Grandeur et décadence d’un parc d’attractions – George Saunders
Au fil de ces sept nouvelles de George Saunders, on découvre une Amérique
en ruines, plongée dans la misère, la faim et la violence, ravagée par un
désastre économique et écologique. On y croise des entrepreneurs minables
au bout du rouleau, des êtres humains ayant muté à cause des polluants
et produits toxiques qui ont tout envahi, et qui, boucs émissaires du chaos
ambiant, sont exploités ou mis en esclavage par les « Normaux », et enfin
des antihéros faibles ou lâches mais qui ont gardé un fond de candeur et
de courage.
Ainsi, dans «Le PDG de 200 kilos», le narrateur est employé par une société
dirigée par Tim, ancien meurtrier sadique et caractériel, qui prétend capturer
et relâcher dans une nature idyllique les ratons laveurs qui envahissent les
poubelles des classes moyennes, et qui en fait pratique le génocide desdits
ratons laveurs. Le narrateur obèse est le souffre douleur de ses collègues
qui multiplient les humiliations, le traitant par exemple de puceau en phase
terminale ; lui fantasme sur Freeda, une de ses collègues que visiblement
il répugne. Après une ultime humiliation et devant une violence insoutenable,
il va finalement se rebeller contre Tim. Mais, dans le monde sans espoir
(mais non sans humour) de George Saunders, cela ne suffira pas à faire de
lui un gagnant.
« Maintenant, je suis cerné par des tarés. Et moi aussi, je ne suis pas net.

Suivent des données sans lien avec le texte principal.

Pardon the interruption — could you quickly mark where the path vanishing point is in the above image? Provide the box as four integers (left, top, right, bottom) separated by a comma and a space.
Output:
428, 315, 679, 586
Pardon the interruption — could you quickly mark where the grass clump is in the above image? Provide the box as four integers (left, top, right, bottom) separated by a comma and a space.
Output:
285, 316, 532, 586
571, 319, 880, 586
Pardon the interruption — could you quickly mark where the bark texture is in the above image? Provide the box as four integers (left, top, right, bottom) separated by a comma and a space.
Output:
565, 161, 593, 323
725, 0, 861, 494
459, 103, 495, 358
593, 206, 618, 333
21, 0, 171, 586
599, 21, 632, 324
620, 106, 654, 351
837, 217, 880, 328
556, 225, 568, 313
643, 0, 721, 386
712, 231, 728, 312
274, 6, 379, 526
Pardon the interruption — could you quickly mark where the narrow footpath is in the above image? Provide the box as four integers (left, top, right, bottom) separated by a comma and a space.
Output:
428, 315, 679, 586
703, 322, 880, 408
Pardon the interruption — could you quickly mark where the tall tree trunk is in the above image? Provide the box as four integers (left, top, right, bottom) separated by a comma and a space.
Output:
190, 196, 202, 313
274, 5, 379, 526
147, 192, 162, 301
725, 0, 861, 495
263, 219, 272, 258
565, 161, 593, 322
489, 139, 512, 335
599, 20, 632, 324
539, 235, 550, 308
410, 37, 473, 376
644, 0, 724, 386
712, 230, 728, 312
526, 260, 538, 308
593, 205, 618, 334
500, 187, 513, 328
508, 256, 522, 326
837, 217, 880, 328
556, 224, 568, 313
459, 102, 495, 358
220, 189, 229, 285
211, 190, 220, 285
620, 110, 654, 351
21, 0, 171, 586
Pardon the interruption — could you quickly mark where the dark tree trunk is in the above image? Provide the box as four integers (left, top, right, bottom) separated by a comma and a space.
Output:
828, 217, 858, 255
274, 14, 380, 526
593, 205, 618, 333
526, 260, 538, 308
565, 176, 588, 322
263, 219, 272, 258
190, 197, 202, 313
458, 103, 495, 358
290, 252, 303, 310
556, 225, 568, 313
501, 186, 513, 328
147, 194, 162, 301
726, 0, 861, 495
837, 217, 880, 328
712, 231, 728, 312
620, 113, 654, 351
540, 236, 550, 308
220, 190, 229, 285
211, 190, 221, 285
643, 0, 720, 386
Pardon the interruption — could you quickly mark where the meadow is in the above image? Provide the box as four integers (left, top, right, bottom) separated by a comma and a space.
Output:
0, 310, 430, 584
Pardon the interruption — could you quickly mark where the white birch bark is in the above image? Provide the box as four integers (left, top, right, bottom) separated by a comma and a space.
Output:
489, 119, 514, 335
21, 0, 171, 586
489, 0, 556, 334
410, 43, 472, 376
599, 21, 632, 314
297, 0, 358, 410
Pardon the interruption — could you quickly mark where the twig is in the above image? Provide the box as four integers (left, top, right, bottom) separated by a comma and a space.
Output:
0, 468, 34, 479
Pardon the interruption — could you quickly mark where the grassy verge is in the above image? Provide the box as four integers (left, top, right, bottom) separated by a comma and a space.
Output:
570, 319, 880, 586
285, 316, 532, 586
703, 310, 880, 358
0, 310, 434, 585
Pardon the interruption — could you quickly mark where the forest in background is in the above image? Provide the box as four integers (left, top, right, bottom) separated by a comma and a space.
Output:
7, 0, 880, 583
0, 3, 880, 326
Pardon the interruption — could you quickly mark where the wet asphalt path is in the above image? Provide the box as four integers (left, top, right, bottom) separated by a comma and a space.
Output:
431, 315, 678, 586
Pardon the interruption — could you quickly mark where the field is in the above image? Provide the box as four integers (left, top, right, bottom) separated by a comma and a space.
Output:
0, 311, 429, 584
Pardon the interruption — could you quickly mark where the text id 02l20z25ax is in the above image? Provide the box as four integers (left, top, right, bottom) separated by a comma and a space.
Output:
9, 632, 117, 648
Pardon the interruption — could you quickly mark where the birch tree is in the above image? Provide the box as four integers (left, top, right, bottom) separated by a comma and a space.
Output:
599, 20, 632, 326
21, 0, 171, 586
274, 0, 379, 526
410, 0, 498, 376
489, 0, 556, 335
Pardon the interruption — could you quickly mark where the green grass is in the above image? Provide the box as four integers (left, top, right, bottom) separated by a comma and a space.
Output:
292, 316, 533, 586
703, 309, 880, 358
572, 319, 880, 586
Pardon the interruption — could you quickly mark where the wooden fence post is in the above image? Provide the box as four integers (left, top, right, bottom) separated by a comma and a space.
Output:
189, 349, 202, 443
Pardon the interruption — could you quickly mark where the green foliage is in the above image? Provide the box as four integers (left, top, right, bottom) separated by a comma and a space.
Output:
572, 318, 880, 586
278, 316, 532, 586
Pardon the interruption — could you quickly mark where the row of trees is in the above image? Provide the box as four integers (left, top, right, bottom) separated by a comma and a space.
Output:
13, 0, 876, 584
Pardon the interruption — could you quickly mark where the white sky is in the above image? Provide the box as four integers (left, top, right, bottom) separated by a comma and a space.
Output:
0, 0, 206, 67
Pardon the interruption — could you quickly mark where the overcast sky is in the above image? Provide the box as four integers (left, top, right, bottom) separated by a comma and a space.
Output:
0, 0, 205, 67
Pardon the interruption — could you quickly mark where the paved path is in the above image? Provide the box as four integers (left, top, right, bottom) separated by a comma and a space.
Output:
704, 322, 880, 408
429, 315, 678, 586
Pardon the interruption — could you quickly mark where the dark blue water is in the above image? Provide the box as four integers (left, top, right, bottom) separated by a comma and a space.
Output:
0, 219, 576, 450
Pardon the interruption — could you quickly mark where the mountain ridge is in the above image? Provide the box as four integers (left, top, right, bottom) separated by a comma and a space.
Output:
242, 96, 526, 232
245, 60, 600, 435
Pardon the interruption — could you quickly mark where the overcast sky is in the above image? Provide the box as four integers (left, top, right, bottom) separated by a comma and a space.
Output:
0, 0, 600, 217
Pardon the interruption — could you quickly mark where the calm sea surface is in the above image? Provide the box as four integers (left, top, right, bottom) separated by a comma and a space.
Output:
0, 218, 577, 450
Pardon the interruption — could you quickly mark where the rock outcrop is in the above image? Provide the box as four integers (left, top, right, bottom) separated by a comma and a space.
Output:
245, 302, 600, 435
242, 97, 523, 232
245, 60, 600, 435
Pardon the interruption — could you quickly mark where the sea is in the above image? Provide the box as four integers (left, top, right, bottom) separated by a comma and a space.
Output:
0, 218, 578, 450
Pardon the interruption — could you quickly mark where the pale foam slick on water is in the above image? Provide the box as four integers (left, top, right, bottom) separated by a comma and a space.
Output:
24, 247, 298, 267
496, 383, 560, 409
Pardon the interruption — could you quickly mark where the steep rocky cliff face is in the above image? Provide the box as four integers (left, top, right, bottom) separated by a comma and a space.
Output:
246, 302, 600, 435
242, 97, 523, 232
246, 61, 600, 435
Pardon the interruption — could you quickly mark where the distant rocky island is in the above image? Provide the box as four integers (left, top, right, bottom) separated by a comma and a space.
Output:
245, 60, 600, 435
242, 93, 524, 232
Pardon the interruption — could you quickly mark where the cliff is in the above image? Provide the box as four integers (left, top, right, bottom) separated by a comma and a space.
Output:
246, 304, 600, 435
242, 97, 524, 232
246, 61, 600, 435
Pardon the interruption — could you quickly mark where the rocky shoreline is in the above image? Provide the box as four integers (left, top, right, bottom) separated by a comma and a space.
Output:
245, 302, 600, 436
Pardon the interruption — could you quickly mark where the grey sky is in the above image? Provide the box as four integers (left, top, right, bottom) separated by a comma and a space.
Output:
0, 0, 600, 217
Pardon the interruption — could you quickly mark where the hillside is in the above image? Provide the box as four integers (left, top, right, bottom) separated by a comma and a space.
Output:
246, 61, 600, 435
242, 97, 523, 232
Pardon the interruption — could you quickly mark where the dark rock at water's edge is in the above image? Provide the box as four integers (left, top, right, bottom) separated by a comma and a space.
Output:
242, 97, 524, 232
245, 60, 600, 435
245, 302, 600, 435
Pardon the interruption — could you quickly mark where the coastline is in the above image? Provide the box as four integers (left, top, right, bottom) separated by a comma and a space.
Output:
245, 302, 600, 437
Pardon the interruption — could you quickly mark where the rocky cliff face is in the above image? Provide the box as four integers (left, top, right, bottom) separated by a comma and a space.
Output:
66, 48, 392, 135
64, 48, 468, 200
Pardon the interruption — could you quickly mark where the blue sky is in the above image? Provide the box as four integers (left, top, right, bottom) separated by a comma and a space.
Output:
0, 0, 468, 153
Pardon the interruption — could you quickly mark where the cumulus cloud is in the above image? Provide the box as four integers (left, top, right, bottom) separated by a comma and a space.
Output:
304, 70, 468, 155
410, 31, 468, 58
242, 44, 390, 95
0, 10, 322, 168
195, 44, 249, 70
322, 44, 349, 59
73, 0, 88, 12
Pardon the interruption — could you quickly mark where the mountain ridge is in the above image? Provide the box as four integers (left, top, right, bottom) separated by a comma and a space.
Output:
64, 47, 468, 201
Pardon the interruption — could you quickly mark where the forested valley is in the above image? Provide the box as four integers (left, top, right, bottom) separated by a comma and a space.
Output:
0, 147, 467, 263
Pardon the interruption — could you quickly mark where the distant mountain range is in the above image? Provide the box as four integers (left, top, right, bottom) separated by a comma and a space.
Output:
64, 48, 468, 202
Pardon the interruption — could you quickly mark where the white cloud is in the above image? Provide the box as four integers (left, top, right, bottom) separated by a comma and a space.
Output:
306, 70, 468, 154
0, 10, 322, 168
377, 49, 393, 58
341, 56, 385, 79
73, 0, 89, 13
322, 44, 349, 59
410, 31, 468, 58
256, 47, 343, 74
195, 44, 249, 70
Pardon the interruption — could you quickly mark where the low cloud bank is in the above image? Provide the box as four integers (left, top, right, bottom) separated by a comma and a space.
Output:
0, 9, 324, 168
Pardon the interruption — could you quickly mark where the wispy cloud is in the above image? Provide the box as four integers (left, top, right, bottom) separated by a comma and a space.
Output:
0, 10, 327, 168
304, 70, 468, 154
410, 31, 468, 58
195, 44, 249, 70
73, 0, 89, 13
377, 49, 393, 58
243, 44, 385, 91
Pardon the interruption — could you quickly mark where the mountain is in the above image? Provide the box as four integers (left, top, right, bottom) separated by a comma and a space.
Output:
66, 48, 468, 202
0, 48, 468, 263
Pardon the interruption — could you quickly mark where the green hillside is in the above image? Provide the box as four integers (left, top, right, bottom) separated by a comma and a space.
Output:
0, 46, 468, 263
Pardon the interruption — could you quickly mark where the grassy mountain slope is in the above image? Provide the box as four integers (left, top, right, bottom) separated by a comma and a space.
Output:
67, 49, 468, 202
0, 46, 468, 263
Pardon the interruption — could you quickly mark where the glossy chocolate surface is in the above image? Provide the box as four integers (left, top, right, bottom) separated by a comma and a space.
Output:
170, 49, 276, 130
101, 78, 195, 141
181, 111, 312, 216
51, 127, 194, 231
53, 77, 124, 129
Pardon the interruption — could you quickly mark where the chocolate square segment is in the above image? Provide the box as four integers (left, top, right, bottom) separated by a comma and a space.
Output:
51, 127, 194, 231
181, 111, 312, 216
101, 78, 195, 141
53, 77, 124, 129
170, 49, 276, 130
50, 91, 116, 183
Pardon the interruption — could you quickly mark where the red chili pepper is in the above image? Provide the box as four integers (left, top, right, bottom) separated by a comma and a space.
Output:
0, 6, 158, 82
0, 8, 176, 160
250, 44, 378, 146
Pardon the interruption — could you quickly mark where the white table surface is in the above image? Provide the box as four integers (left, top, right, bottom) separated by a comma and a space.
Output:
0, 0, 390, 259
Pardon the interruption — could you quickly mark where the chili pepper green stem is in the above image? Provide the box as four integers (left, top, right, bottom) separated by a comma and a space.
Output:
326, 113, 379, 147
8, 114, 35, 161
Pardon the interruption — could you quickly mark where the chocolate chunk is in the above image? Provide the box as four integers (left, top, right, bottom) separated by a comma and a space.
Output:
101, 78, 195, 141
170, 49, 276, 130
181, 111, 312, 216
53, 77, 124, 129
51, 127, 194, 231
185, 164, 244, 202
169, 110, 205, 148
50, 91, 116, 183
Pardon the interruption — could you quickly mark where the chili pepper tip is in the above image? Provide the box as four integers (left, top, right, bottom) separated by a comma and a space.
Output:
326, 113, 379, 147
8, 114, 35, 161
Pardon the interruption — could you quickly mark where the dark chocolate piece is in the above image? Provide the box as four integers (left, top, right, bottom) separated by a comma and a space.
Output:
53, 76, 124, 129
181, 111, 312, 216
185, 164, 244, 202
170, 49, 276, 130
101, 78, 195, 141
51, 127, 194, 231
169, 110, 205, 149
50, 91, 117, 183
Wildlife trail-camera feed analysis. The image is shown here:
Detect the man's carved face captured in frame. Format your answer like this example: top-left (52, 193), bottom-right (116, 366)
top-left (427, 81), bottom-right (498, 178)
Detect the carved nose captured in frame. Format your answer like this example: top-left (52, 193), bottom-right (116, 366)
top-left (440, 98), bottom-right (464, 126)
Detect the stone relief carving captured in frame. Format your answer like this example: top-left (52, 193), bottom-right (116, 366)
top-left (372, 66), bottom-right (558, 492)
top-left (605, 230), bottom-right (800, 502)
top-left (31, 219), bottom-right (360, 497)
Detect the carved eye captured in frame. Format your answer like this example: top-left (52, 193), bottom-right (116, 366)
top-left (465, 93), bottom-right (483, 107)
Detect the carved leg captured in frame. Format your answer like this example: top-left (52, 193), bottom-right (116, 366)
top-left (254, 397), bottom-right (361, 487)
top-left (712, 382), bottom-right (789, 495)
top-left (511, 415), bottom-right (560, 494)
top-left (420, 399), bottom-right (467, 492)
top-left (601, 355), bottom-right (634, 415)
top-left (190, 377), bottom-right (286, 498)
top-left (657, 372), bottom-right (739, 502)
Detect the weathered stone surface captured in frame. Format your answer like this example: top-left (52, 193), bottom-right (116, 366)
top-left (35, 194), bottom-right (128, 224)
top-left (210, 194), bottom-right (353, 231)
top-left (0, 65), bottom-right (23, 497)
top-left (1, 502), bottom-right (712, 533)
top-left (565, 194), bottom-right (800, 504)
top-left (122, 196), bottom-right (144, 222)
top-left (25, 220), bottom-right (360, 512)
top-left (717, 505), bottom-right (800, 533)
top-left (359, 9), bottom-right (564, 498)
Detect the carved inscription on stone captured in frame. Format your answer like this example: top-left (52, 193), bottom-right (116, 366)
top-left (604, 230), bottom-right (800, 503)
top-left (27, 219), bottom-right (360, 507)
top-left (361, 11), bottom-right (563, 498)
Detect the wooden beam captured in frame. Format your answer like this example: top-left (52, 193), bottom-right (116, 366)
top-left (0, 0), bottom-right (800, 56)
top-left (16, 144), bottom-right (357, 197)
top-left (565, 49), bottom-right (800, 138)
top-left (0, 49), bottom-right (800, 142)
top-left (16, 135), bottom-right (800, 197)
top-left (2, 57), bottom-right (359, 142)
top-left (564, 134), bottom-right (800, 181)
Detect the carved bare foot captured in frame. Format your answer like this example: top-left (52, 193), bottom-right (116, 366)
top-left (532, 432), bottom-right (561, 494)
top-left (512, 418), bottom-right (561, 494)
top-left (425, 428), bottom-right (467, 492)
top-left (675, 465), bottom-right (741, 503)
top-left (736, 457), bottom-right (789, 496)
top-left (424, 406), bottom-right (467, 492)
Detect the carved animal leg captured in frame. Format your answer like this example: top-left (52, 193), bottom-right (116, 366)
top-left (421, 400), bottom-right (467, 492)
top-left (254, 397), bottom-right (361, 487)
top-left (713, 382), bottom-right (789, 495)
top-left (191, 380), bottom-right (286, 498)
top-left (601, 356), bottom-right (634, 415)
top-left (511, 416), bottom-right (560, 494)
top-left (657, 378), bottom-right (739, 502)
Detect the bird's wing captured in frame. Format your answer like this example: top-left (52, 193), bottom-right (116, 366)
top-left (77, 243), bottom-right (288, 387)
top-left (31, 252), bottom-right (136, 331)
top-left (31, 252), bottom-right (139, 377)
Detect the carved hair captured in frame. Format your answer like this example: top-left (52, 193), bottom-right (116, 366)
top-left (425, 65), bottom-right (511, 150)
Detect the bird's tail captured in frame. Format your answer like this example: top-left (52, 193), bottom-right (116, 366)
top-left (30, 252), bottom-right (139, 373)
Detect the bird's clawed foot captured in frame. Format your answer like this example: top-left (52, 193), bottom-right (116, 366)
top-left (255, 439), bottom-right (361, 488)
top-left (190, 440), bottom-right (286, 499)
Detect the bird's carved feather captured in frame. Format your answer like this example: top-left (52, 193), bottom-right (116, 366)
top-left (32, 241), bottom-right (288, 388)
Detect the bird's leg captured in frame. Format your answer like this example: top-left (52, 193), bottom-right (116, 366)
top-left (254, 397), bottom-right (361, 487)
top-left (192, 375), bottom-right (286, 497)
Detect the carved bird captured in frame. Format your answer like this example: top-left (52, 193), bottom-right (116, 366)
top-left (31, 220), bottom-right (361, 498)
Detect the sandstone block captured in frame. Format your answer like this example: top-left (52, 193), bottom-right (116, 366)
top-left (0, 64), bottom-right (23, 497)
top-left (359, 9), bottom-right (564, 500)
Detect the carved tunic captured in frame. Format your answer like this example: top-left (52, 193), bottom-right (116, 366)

Je vais jusqu’à dire aux ratons laveurs de se comporter en hommes. Chaque
fois que je parle à un inconnu, il a droit à un discours long et chiant sur mon
poids. Je reluque les vendeuses. Je fais demi-tour pour ramasser des pièces
dans le caniveau. Quand je suis seul, je farfouille dans mes oreilles et
examine ce qui en sort.
Je suis énorme.
Je suis terrifié par l’amertume qui me guette. »
Cette société qui a totalement perdu les pédales tente de maintenir des
apparences avec des attitudes normées, des sectes ou des organisations
institutionnalisées aux buts et aux noms absurdes, telles que la Respiration
Spéciale Apaisement de la Haine, l’Église de la Juste Humilité et son
Conseil National des Culpabilisateurs, ou encore le Centre des Nonnes
Inconstantes.
Au-delà de l’humour dévastateur de George Saunders, ce qui fait mouche
est que ce futur en décomposition, qui tourne en dérision le rêve américain,
n’est pas si éloigné de la médiocrité de la société occidentale actuelle, avec
ses bonnes intentions, ses valeurs morales et ses institutions placebos
qui masquent mal le manque de vision pour échapper au pire.